In 1963, the American Bank Note Company employed 33 engravers in a house style they described with perfect deadpan seriousness: their stock certificates favored "folded robes, bare-chested men, and half-naked women who seem to be a cross between a Wagnerian soprano and the White Rock nymph." This was not artistic whimsy. Stock exchange regulations required certificates to include human figures with visible flesh, because the fine details of draped fabric and exposed skin were considered the hardest elements for a counterfeiter to duplicate. The building where these engravers worked, a mammoth industrial complex in the Hunts Point neighborhood of the Bronx, has its own story of reinvention that spans more than a century.
The American Bank Note Company was born on April 29, 1858, when seven major engraving firms merged into a single entity. Their first printing plant occupied a building at Wall and William Streets in Manhattan that would later become the United States Custom House. By 1908, the company was looking to separate its administrative offices from its production facilities, a move they believed would increase efficiency. The search for a new plant site settled on a large tract in Hunts Point, purchased from a real estate developer who had been building two-family houses on what was once the 85-acre estate of tea merchant Edward G. Faile. Proximity to the New York, New Haven and Hartford Railroad was a deciding factor; the plant would need the railroad to handle 10,000 short tons of paper and supplies each year. Architects Kirby, Petit & Green designed the complex with steel framing that allowed three times the window area of an all-brick structure, flooding the interior with daylight essential for inspecting detailed color printing.

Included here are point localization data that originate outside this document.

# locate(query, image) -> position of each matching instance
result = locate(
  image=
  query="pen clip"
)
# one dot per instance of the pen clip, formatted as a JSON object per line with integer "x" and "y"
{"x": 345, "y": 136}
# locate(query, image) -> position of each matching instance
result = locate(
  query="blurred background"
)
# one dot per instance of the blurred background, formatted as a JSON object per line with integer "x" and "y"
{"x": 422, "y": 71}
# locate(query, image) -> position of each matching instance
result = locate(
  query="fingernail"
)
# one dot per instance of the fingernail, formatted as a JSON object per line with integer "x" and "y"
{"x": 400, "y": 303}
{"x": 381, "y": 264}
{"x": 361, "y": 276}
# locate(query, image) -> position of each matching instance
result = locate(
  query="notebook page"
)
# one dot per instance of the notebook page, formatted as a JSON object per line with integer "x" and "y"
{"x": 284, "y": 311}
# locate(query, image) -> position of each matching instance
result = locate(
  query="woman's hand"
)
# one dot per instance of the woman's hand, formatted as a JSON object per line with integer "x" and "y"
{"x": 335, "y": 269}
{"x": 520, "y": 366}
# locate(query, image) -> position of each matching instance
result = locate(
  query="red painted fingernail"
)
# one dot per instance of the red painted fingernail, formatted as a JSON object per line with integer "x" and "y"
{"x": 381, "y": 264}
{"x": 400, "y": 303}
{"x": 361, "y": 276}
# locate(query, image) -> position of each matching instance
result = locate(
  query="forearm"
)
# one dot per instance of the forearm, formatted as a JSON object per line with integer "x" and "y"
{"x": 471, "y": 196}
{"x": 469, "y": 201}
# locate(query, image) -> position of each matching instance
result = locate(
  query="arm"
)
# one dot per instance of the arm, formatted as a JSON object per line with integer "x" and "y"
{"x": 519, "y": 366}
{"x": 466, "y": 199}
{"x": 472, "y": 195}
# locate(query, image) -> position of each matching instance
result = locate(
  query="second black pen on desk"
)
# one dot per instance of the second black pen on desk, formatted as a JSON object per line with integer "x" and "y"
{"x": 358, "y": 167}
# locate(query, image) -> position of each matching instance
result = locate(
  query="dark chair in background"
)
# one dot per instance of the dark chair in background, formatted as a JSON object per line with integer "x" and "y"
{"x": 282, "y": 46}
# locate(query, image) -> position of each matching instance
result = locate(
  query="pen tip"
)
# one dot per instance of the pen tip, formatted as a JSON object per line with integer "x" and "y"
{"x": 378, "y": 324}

The plant was a technological showpiece when it opened. Each press ran on its own electric motor, a system called "unit drive" that was advanced for the era and would not become widespread until the 1920s. Column spacing reached 40 feet in places, with 21-foot ceilings and floors rated for heavy loads. The company printed currency, stock certificates, bonds, and food stamps, always pushing the limits of what counterfeiters could replicate. Their research program constantly developed better engraving techniques, inks, and papers. A fourth story was added to the Lafayette wing in 1925, and at its peak the plant hummed with the work of producing the intricate documents that underpinned global finance. In 1977, the complex was bombed by the FALN, a Puerto Rican nationalist group that targeted it as a symbol of what they called "Yanki repression and exploitation." The explosion near the Lafayette Avenue entrance shattered windows up to the fourth floor, one of over seventy bombings attributed to the group over nearly a decade.
By the mid-1980s, the plant had dwindled to about 500 employees, and American Bank Note relocated to Blauvelt, New York. What followed was a series of reinventions. Walter Cahn and Max Blauner purchased the site in 1985 for $8.3 million and converted it into the Bronx Apparel Center. Clothing manufacturers moved into spaces that once housed engraving presses. The Bronx Academy of Arts and Dance took up residence, as did art studios, a wine cellar, and a homeless shelter. In 2008, Taconic Investment Partners and Denham Wolf Real Estate Services bought the complex for $32.5 million, investing another $37 million in renovations with the stated goal of making it a haven for cultural groups priced out of Manhattan. A business incubator opened, offering startups month-to-month leases for as little as a single desk. The JVL Wildcat Academy, a high school campus, set up culinary programs and a hydroponics garden in the Lafayette wing.
The cultural rebirth had its tensions. When Taconic refused to extend the Bronx Academy of Arts and Dance's lease at its existing rate in 2013, instead offering a one-year extension at double the rent, the Academy's co-founder accused the new owners of breaking their promise to maintain the building's character as an arts hub. The Academy left. In 2014, Taconic sold the entire site to Madison Marquette and Perella Weinberg for $114 million, a price that reflected Hunts Point's rising real estate values more than its artistic aspirations. The New York City Landmarks Preservation Commission had designated the plant a city landmark in 2008, recognizing it as part of the city's industrial heritage. The building endures, its terra-cotta details and massive steel frame a reminder that the Bronx once manufactured the paper promises that moved the world's money.
Located at 40.817N, 73.891W in the Hunts Point section of the Bronx, adjacent to the Hell Gate Line railroad tracks (formerly New York, New Haven and Hartford Railroad). The three interconnected industrial buildings and distinctive tower are visible from above. Best viewed at 2,000-3,000 feet AGL. Nearest airports: KLGA (LaGuardia, 5nm southwest), KTEB (Teterboro, 12nm west). One block from Bruckner Boulevard; the Bronx River is immediately east.